Europäische Kommission

EU-Kommissarin Reding plädiert bei Anne Will für weitere Bankenregulierung

Berlin (ots) - In der Debatte um schärfere Regeln für Banken hat EU-Kommissionsvizepräsidentin Viviane Reding vor einer Regulierungspause gewarnt. In der ARD-Talkshow Anne Will plädierte Reding am Mittwochabend in Berlin dafür, bei den Kapitalanforderungen weiter zu gehen als bisher. Auch müsse mittelfristig darauf hingewirkt werden, dass Banken Risikopuffer für ihre Bestände an Staatsanleihen aufbauen, sagte Reding. "Wir brauchen starke und gesunde Banken, die der Wirtschaft dienen." Es müsse sichergestellt werden, dass Banken "beim nächsten Sturm nicht wieder umfallen". In der europäischen Bankenunion dürfe die Finanzwirtschaft die Steuerzahler nicht wieder in Anspruch nehmen.

Die EU stehe kurz vor ihrem Ziel, eine schlagkräftige Aufsicht aufzubauen, die ohne Rücksicht auf nationale Befindlichkeiten angeschlagene Banken vom Markt nehmen kann. "Die Zeit der Kuschelei zwischen Banken und nationalen Regulierern ist vorbei", sagte Reding. Als Lehre aus den jüngsten Skandalen habe die EU gesetzlich verankert, dass kriminelle Manipulationen mit dem Strafcht geahndet werden können. "Wir müssen wieder Vertrauen schaffen, ansonsten kann unsere Wirtschaft überhaupt nicht funktionieren. 'Kredit' kommt vom lateinischen 'credere', vertrauen. Und dieses Vertrauen ist futsch."

Vor einer Woche hatte die EU-Wettbewerbsaufsicht die Rekordbuße von 1,7 Mrd. Euro gegen sechs Banken wegen Zinsmanipulationen verhängt. Allein die Deutsche Bank muss 725 Mio. Euro Strafe zahlen. Es laufen noch weitere Ermittlungen gegen Banken wegen möglicher Absprachen im Devisenmarkt.
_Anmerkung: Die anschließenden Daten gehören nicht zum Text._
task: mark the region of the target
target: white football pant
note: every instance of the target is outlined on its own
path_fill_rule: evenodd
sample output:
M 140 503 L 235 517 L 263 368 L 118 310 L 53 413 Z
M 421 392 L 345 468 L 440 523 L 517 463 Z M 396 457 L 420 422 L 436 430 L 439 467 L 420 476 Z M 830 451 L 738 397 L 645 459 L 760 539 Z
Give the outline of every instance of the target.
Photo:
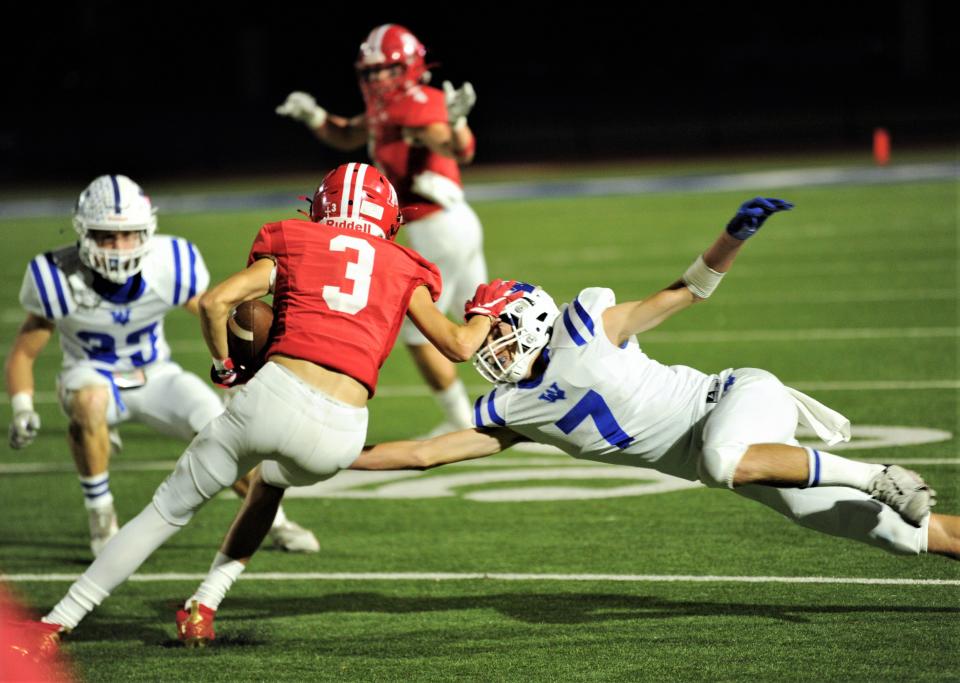
M 410 247 L 440 269 L 443 290 L 437 308 L 459 319 L 463 304 L 473 297 L 477 285 L 487 281 L 483 228 L 477 214 L 466 202 L 458 202 L 426 218 L 406 223 L 403 232 Z M 411 346 L 430 343 L 406 317 L 400 337 Z
M 77 391 L 88 386 L 106 387 L 107 423 L 140 422 L 164 436 L 192 439 L 210 420 L 223 412 L 217 392 L 192 372 L 173 362 L 145 368 L 147 382 L 135 389 L 116 389 L 103 374 L 87 365 L 68 368 L 57 378 L 60 406 L 69 415 Z
M 728 486 L 747 447 L 757 443 L 797 445 L 797 407 L 793 397 L 766 370 L 740 368 L 703 426 L 701 480 Z M 726 379 L 726 373 L 721 376 Z M 892 508 L 846 486 L 809 489 L 738 486 L 733 489 L 773 508 L 788 519 L 832 536 L 878 546 L 894 553 L 927 549 L 927 524 L 916 528 Z
M 314 484 L 349 467 L 366 434 L 365 407 L 332 399 L 267 363 L 187 447 L 153 504 L 170 524 L 183 526 L 258 463 L 273 486 Z

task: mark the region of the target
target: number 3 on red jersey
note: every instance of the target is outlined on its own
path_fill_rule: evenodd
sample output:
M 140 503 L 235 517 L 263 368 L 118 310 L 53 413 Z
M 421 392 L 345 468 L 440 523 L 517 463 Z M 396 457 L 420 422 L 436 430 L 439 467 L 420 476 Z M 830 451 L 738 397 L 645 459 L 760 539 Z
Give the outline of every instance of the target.
M 359 237 L 338 235 L 330 240 L 330 251 L 357 252 L 356 261 L 347 262 L 344 277 L 353 282 L 353 291 L 344 292 L 339 287 L 324 285 L 323 300 L 332 311 L 356 315 L 367 305 L 370 296 L 370 277 L 373 275 L 373 258 L 376 252 L 369 242 Z

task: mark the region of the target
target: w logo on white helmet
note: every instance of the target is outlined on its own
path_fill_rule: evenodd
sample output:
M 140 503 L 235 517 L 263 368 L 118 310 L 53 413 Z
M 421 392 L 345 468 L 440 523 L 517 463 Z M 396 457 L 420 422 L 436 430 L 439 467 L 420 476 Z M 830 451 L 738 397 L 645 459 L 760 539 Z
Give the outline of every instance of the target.
M 73 227 L 80 236 L 80 260 L 107 280 L 123 283 L 140 272 L 157 229 L 156 209 L 127 176 L 103 175 L 80 193 Z M 101 246 L 106 236 L 117 233 L 135 234 L 135 245 Z

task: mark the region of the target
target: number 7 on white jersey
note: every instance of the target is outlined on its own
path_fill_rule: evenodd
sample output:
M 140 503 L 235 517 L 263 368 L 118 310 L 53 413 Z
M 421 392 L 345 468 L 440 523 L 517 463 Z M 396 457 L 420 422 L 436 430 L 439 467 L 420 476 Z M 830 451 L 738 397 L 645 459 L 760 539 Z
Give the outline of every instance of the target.
M 353 291 L 346 293 L 339 287 L 324 285 L 323 300 L 331 311 L 356 315 L 367 305 L 370 296 L 370 276 L 373 274 L 373 259 L 376 251 L 366 240 L 350 235 L 337 235 L 330 240 L 330 251 L 346 251 L 352 249 L 357 252 L 356 261 L 347 262 L 344 277 L 353 282 Z

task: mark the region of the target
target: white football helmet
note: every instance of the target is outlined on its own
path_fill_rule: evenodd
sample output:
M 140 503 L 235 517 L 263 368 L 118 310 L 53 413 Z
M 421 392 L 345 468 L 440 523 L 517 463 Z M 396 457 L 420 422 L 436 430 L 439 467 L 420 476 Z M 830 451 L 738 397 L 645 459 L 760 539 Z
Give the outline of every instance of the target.
M 80 193 L 73 211 L 80 260 L 111 282 L 126 282 L 143 267 L 157 229 L 156 213 L 150 198 L 127 176 L 100 176 Z M 108 249 L 97 243 L 96 232 L 135 232 L 140 243 L 132 249 Z
M 500 321 L 510 325 L 511 332 L 489 339 L 473 360 L 477 372 L 494 383 L 515 383 L 526 377 L 530 364 L 550 341 L 553 323 L 560 316 L 553 298 L 540 287 L 518 282 L 510 291 L 523 292 L 500 314 Z

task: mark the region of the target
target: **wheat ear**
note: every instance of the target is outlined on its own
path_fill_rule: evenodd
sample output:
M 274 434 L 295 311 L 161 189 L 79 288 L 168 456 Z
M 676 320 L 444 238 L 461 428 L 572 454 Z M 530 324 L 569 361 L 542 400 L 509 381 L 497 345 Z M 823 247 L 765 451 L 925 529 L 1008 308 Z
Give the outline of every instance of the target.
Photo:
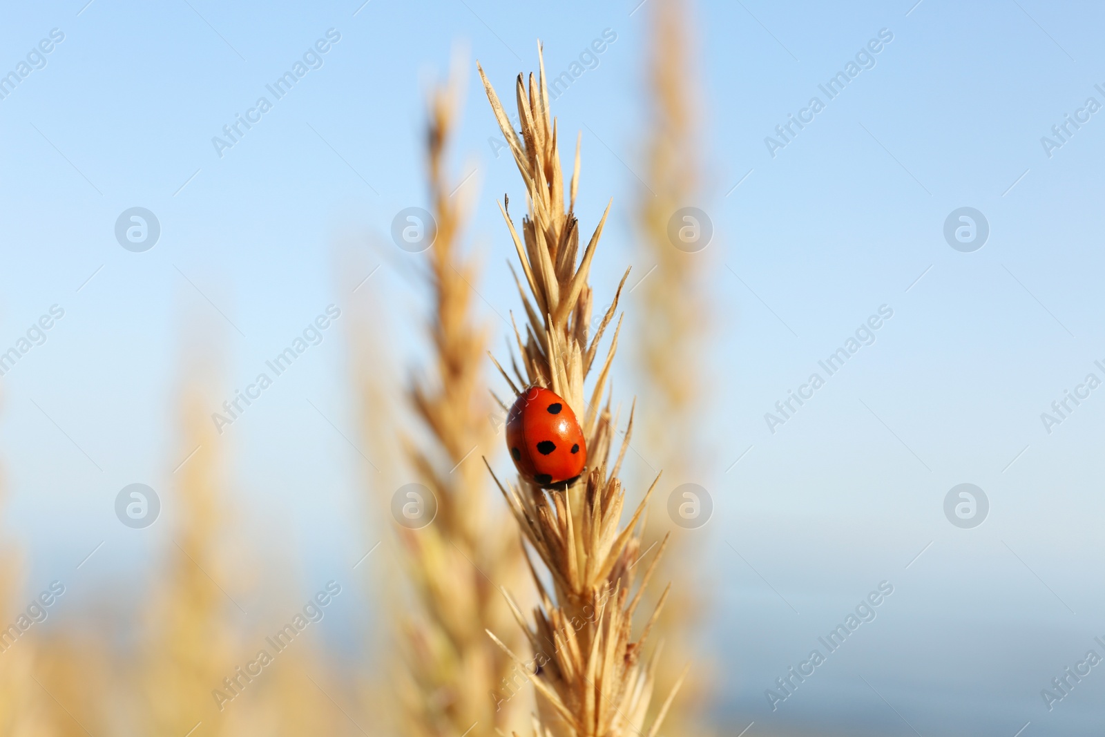
M 534 625 L 529 627 L 515 608 L 534 660 L 522 661 L 495 633 L 488 634 L 525 670 L 539 695 L 535 735 L 651 737 L 663 715 L 648 733 L 643 731 L 655 660 L 642 661 L 642 644 L 663 607 L 666 590 L 636 640 L 633 614 L 664 547 L 660 546 L 634 591 L 640 573 L 636 564 L 641 559 L 642 515 L 656 484 L 653 482 L 629 524 L 620 526 L 625 494 L 617 474 L 629 445 L 632 412 L 619 461 L 611 468 L 614 421 L 609 398 L 602 404 L 618 347 L 617 329 L 606 356 L 596 364 L 599 339 L 617 312 L 625 277 L 596 335 L 590 336 L 592 293 L 587 280 L 610 206 L 580 253 L 575 215 L 580 138 L 576 143 L 571 180 L 566 185 L 539 43 L 538 59 L 539 72 L 536 78 L 529 75 L 528 88 L 520 74 L 515 85 L 520 137 L 511 127 L 495 90 L 480 69 L 492 110 L 526 186 L 528 214 L 523 218 L 520 238 L 506 203 L 501 206 L 525 277 L 525 284 L 517 281 L 527 318 L 526 336 L 523 338 L 517 330 L 515 335 L 525 373 L 515 369 L 514 379 L 515 386 L 539 385 L 552 389 L 569 403 L 576 417 L 582 418 L 588 471 L 570 486 L 552 491 L 526 478 L 517 484 L 507 482 L 505 486 L 496 478 L 524 538 L 539 559 L 539 565 L 530 567 L 540 597 L 540 604 L 534 610 Z M 596 368 L 598 373 L 588 397 L 585 380 Z M 548 572 L 551 590 L 543 583 L 538 568 Z M 673 693 L 677 688 L 678 685 Z
M 640 189 L 638 222 L 645 259 L 655 264 L 652 275 L 638 292 L 642 316 L 634 333 L 634 358 L 644 379 L 643 399 L 649 411 L 642 417 L 644 446 L 650 457 L 656 457 L 669 478 L 669 488 L 692 475 L 701 460 L 701 441 L 693 432 L 673 433 L 675 428 L 697 427 L 701 400 L 706 392 L 707 377 L 698 370 L 705 349 L 708 319 L 712 314 L 702 288 L 702 275 L 708 254 L 686 253 L 676 249 L 667 233 L 669 220 L 678 208 L 695 204 L 692 198 L 699 186 L 699 156 L 696 148 L 696 124 L 699 101 L 695 93 L 696 75 L 692 69 L 690 0 L 654 0 L 651 6 L 652 43 L 646 44 L 648 90 L 652 116 L 645 140 L 644 171 L 650 189 Z M 650 265 L 645 266 L 646 269 Z M 667 557 L 660 572 L 674 575 L 701 555 L 701 531 L 680 529 L 666 516 L 652 530 L 651 546 L 667 530 L 673 533 Z M 667 524 L 664 524 L 667 523 Z M 683 577 L 677 600 L 664 610 L 656 622 L 656 634 L 665 643 L 669 661 L 690 659 L 694 650 L 694 633 L 699 629 L 705 610 L 706 592 L 693 578 Z M 703 734 L 701 714 L 711 701 L 709 678 L 703 677 L 703 663 L 696 667 L 698 677 L 688 678 L 672 703 L 667 714 L 669 729 L 674 734 Z M 661 668 L 657 687 L 667 688 L 673 674 Z
M 483 373 L 487 330 L 473 309 L 476 270 L 461 253 L 460 233 L 471 209 L 464 194 L 472 185 L 456 185 L 445 172 L 457 98 L 455 80 L 432 92 L 427 136 L 436 221 L 436 239 L 427 252 L 435 370 L 408 393 L 431 442 L 408 442 L 407 457 L 436 497 L 438 514 L 422 529 L 401 530 L 418 603 L 414 617 L 402 612 L 410 621 L 411 676 L 403 731 L 482 737 L 516 727 L 528 706 L 525 698 L 501 693 L 514 664 L 484 635 L 485 628 L 508 627 L 511 612 L 496 587 L 520 580 L 525 561 L 503 515 L 488 509 L 494 489 L 478 461 L 495 431 Z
Bundesfinanzminister Wolfgang Schäuble hatte daraufhin angekündigt, bei der Bankenregulierung nicht nachzulassen. Deutsche-Bank-Chef Jürgen Fitschen entgegnete, Schäubles Kritik sei "populistisch".

Reding sprang dem Bundesfinanzminister bei. "Ich kann Schäuble gut verstehen", sagte sie. Ob Banken von der Politik stärker kontrolliert werden müssen, diskutierte Reding bei Anne Will mit Stefan Baron, dem früheren Kommunikationschef der Deutschen Bank, dem früheren US-Botschafter und Investmentbanker John Kornblum und der stellvertretenden Partei- und Fraktionsvorsitzenden der Linken, Sahra Wagenknecht.